Kundalini Yoga: Everything about this style of yoga and the best practices

If you are into modern spirituality, Kundalini Yoga is the right choice for you. The aim of Kundalini is to awaken the Kundalini energy through kriyas, breathing and meditation. Here, is where you can find out what these terms actually mean and which mantras, meditations and exercises you can use to learn Kundalini Yoga as a beginner.


What is Kundalini Yoga?

The focus of this style of yoga is Kundalini, the primordial energy. In Kundalini teachings, this energy is symbolised as a sleeping snake that rests curled up at the bottom of the spine. Through the techniques and purification exercises (kriyas) learned in Kundalini Yoga, it is to be systematically awakened and rise with the help of the energy channels. Gradually it travels up through the seven chakras (energy centres) through the body. Once the kundalini energy is released and rises to the highest chakra, it leads to enlightenment.

The mantra "Sat Nam" plays a special role in Kundalini Yoga. Sat Nam is Sanskrit and translates as "truth" or "true identity".

Kundalini Yoga is a yoga of the highest order.

So Kundalini Yoga is not a style of yoga aimed at fitness. Of course, you also do asanas here, but the basic attitude is more important than the movement. A Kundalini Yoga session consists of a fixed series of pranayama (breathing exercises), asanas, meditation and mantras. Such a series is called a kriya.
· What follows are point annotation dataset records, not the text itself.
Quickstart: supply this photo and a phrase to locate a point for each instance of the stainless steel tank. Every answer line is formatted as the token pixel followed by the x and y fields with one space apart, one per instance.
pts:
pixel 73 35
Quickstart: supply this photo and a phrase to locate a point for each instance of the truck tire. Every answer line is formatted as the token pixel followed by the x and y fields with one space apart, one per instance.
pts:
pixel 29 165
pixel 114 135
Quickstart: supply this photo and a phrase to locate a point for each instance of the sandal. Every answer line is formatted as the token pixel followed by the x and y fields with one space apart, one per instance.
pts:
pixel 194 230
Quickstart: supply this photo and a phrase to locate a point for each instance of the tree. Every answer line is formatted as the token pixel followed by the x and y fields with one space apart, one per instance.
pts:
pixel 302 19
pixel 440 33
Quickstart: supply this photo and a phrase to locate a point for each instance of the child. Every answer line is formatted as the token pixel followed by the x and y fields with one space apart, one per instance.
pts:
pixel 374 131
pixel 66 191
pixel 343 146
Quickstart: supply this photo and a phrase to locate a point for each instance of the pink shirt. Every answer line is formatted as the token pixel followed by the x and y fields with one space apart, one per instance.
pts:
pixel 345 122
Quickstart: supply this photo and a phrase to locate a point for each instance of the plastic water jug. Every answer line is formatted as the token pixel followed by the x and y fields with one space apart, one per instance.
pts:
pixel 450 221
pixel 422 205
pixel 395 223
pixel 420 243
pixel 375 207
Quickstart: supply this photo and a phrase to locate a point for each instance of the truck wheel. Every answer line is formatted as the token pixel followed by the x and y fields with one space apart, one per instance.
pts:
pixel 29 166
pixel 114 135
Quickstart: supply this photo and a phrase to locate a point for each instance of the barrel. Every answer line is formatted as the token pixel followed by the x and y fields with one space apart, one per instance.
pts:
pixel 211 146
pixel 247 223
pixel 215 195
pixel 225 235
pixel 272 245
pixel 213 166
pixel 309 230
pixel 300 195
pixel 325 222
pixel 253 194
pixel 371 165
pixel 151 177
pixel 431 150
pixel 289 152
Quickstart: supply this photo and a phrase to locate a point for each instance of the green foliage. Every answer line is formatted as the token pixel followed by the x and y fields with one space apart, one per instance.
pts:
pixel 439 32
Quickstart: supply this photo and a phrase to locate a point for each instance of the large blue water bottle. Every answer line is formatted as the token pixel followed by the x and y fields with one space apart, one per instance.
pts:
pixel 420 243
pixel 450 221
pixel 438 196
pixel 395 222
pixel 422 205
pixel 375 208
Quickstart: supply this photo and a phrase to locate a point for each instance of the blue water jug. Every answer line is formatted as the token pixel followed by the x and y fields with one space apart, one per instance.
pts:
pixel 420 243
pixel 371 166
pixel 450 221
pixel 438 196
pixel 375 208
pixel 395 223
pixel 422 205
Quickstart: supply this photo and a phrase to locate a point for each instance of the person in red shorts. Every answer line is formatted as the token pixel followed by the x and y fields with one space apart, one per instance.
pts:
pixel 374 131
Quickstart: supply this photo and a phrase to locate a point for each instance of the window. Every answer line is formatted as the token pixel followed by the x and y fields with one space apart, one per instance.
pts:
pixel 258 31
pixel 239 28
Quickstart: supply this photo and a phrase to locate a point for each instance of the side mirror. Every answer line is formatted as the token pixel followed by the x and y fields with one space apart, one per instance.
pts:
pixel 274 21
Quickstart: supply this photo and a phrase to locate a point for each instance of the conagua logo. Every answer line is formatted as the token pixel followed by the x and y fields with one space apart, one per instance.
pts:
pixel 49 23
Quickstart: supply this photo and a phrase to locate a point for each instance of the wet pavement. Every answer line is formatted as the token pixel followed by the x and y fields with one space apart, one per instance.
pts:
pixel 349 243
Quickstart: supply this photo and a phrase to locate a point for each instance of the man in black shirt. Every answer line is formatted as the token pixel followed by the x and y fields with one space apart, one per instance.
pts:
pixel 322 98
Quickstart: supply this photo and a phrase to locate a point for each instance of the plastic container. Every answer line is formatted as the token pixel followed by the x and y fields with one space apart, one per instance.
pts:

Mantras and meditation in Kundalini Yoga

The spiritual level is indispensable in Kundalini Yoga. Each Kundalini practice targets a specific area: for example, there are yoga sessions on different topics such as stress, anxiety and inner wealth. This is because a different series of exercises is used depending on which chakra is to be addressed.

The core of the meditation is usually "sat nam". By concentrating on this syllable or also on the modification "sa-ta-na-ma" (birth - life - death - rebirth), everything we have learned and experienced in society is to be removed layer by layer.

Pranayama and Kundalini Yoga

In Kundalini Yoga, the pranayama breathing exercises usually come before the individual practice sequences. An essential component of this is the fire breath, Kapalabhati: it is meant to take thoughts out of the present, help release Kundalini energy and prepare the mind for meditation.

The fire breath, Kapalabhati, is an essential part of Kundalini Yoga.

You may already be familiar with the fire breath from other styles of yoga. You exhale very forcefully through your nose and pull in your belly. The inhalation, on the other hand, is very short and only reflexive. Incidentally, this breathing technique is so-called because it makes you feel warm very quickly.

Kundalini Yoga: simple exercises and meditation for beginners

The practical thing about Kundalini Yoga is that you don't need years of yoga experience to practise this style of Yoga. A little prior knowledge does not hurt, but the willingness to engage with your spiritual aspect is more important. You should be aware that some of the asanas are held much longer than in Hatha Yoga, for example.

Kundalini Yoga breathing exercises

This style usually commences with breathing exercises. In addition to the fire breath described above, another common pranayama practice is to hold the right nostril closed with the thumb of your right hand and breathe deeply only through the left. Hold your breath for a moment and then close the left nostril so that you exhale through the right one for a long time. Pull your belly button towards your spine. You can do this exercise alone for up to half an hour!

Asanas in Kundalini Yoga

  • The Bow

In prone position, grasp both ankles. Inhaling lift your thighs and chest off the floor and make yourself round. In Kundalini Yoga, remain in this position for up to two minutes. Finally, release from the bow as you exhale.

  • Cross lift

Lying on your back with your arms beside your body, inhale while pulling your left knee towards your chest. At the same time stretch the right arm above the head. As you exhale, put your leg and arm back down and switch to the other side. Continue this alternation in rhythm with your breath for up to three minutes. Practising meditation and mantras

There are very many meditation variations in Kundalini Yoga. One classic is sat-nam meditation: you sit cross-legged (or lotus) and bring your palms together in front of your chest, the heart chakra. Sing or hum "sat" and "nam" while breathing, whereby the syllable "sat" should be clearly longer. If you can keep up this rhythm for several minutes, you will feel calmer due to the monotonous sound and the vibrations in your throat and will be able to concentrate better afterwards.

Whoever is open to spiritual practices and is looking for a gentle, especially meditative style of yoga can quickly recharge their batteries and gain a new body awareness with Kundalini Yoga.